Bankrupt banned over £4m pop-up investment
13 Mar 2020
A director who gifted close to £4m worth of investments in pop-up hotel company, while he was an undischarged bankrupt, has been banned for 11 years
13 Mar 2020
Neil Burns, from Windsor, Berkshire, did not attend the High Court in London and was handed the 11-year directorship disqualification in his absence.
The court heard that Burns was a director of an investment company, B52 Investments Ltd. Incorporated in November 2010, the company was charged with holding and managing investments into a separate company, Snoozebox Holdings Plc – a pop-up hotel company which used recycled shipping containers.
B52 Investments held 6.1m shares in Snoozebox Holdings and received at least £3.3m worth of loans and investments from investors, as well as £1.7m worth of bank receipts into the company’s accounts.
But the directors of B52 Investments abandoned the company after transferring all of B52 Investment’s shares in Snoozebox Holdings to connected third parties, resulting in the company’s liquidation.

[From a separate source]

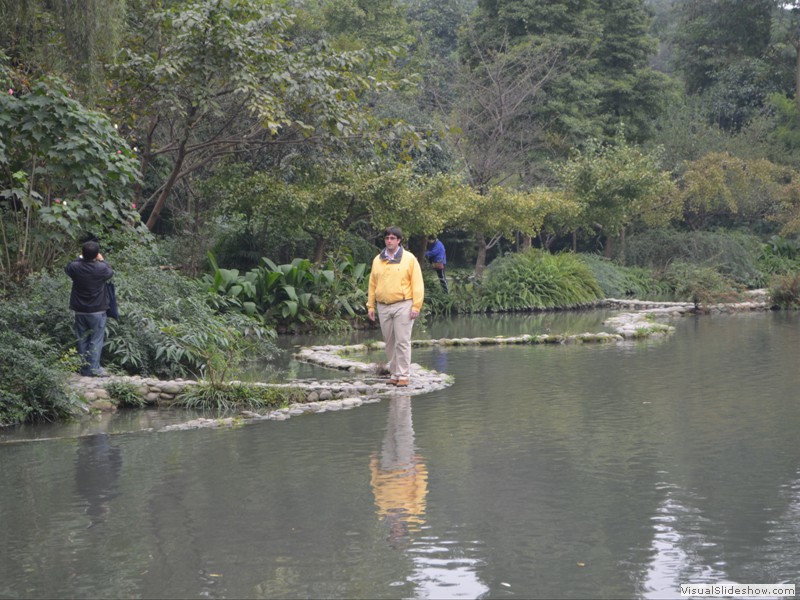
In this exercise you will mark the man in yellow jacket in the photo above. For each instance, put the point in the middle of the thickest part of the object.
(397, 291)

B52 Investment’s liquidation then brought the company to the attention of the Insolvency Service after the directors failed to co-operate with the liquidator or deliver up books and records.
During enquiries, B52 Investment’s directors were unable to satisfactorily explain £3.9m worth of transactions and the transfer of the 6.1m shares the company held in Snoozebox Holdings.
Following further enquiries, investigators discovered that Burns had been bankrupt three times, the latest coming in 2013 and had not been discharged from his restriction.
As a bankrupt, Burns was banned from managing companies but not only did he remain managing B52 Investments, he actively entered into agreements with investors while transferring their funds to connected third parties and family members.
In addition, the Insolvency Service identified further misconduct when Burns transferred all the shares B52 Investments held in Snoozebox Holdings to connected third parties. This was despite 1.4m worth of shares already being used to secure investment of £373,000.
Burns also agreed deals with third parties for investments earmarked to purchase vehicles for re-sale. The £253,000 worth of investments, however, were transferred to connected parties and family members but due to the lack of books and records, the directors could not explain why this happened.
The missing paperwork also meant that Burns could not fully explain £5m of receipts and what had happened to £3.9m of payments.
Mark Bruce, chief investigator for the Insolvency Service, said: ‘Throughout our enquiries Neil Burns obstructed our investigations to ensure we wouldn’t be able to discover what he had done. ‘Fortunately, our investigators were able to find evidence that showed not only was he an undischarged bankrupt but that Neil Burns had used investors’ funds for his own personal benefit and those he was closely acquainted with.
‘An 11-year disqualification is a significant ban and should serve as a warning to other directors that failing to deliver up the company records will not stop the Insolvency Service carrying out a full and thorough investigation and discovering serious misconduct.’
Snoozebox Holdings went into administration in 2017. The company specialised in supplying portable hotel rooms, initially made from converted shipping containers, which can be usable within 48 hours of arriving on location.
Examples of its work include building an entire hostel out of shipping containers at the Eden Project as well as providing temporary accommodation at Glastonbury and the London Olympics in 2012.
It raised £12m through an IPO after listing on AIM in April 2012, but hit financial problems five years later after discussions with lender SQN Asset Finance Income Fund failed and it could not continue as a going concern. Snoozebox appointed Moore Stephens as administrators.
At the time, Snoozebox said: ‘The significant debt burden taken on by the company in 2014 has been one of the company's largest challenges given the poor financial and operational position of the company when the directors commenced restructuring in early 2016.
‘It is a challenge that the directors have sought to manage whilst aligning the company to a new strategy and being as transparent as possible with shareholders. However, the company has succumbed to the challenge.
‘Given the significant progress the company has made with delivery of its new strategy since mid-2016, this outcome is clearly very disappointing for shareholders.’